ただ、学生数が多い大学に入れば、話が通じる人やわかり合える人にも出会えるはず! との予想が的中したタイミングでもありました。
心がほぐれてきた自分。気持ちを新たに、これまでなら「合わなさそう」と決めつけていたタイプの人たちにも心を開いて接してみました。
すると、自分の感じ方も、自分に対するまわりの反応も変わっていきました。わかり合えない部分もあるけれど、わかり合える部分だってある。ふれ合ってみることで「いい人だな」「嫌いじゃないな」と思えることがあると。
つまり、自分が孤独なのは「自分が心を閉ざしているからだ」と気付いたのです。
そんなふうに自分を開いていくうちに、「誰かにわかってもらいたい」気持ちよりも「誰かをわかりたい」気持ちが強くなっていきました。
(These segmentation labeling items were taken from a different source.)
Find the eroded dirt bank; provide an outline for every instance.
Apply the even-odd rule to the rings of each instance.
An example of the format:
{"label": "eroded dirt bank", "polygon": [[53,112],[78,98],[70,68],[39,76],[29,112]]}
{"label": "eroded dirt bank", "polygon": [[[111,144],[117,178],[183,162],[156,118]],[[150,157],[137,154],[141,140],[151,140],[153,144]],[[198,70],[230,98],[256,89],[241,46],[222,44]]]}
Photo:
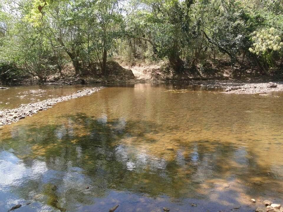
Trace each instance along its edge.
{"label": "eroded dirt bank", "polygon": [[34,103],[22,104],[19,107],[11,109],[0,111],[0,127],[5,125],[10,124],[19,121],[27,116],[31,116],[40,111],[46,110],[52,107],[58,102],[89,95],[96,92],[103,87],[87,88],[78,91],[70,95],[56,98],[49,99]]}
自分が誰かをわかってあげられたらいいな、受け止められたらいいな、と。
剣山のように尖っていた心が、スポンジのように柔らかくなっていった感じです。
■変化する喜びを教えてくれたスピッツ
そうなってくると、音楽の聴こえ方も変わってくるわけで(やっとたどり着きました笑)。前述の「子供の目で僕を困らせて」にもイラッとしないし、「好きな人の子供みたいなところに手を焼かされるけど、同時にそこが好きだったりもするよね」と昔とはちがう感想を抱くようにもなりました。
もともとそのフレーズだけが引っかかっていて、スピッツのメロディやサウンドや世界観は好きだったので、共鳴と共振はどんどん加速。
そんなスピッツの曲の中でも『謝々!』は大好きな曲です。
私は、スピッツがリアルな恋愛の喜びを高らかに歌い上げるようになったのは、アルバム『フェイクファー』からだと思っているのですが、その中でも『謝々!』は、閉じていた扉を開けて、誰かとちゃんと向き合って、新しい何かが生まれた喜びが炸裂している曲です。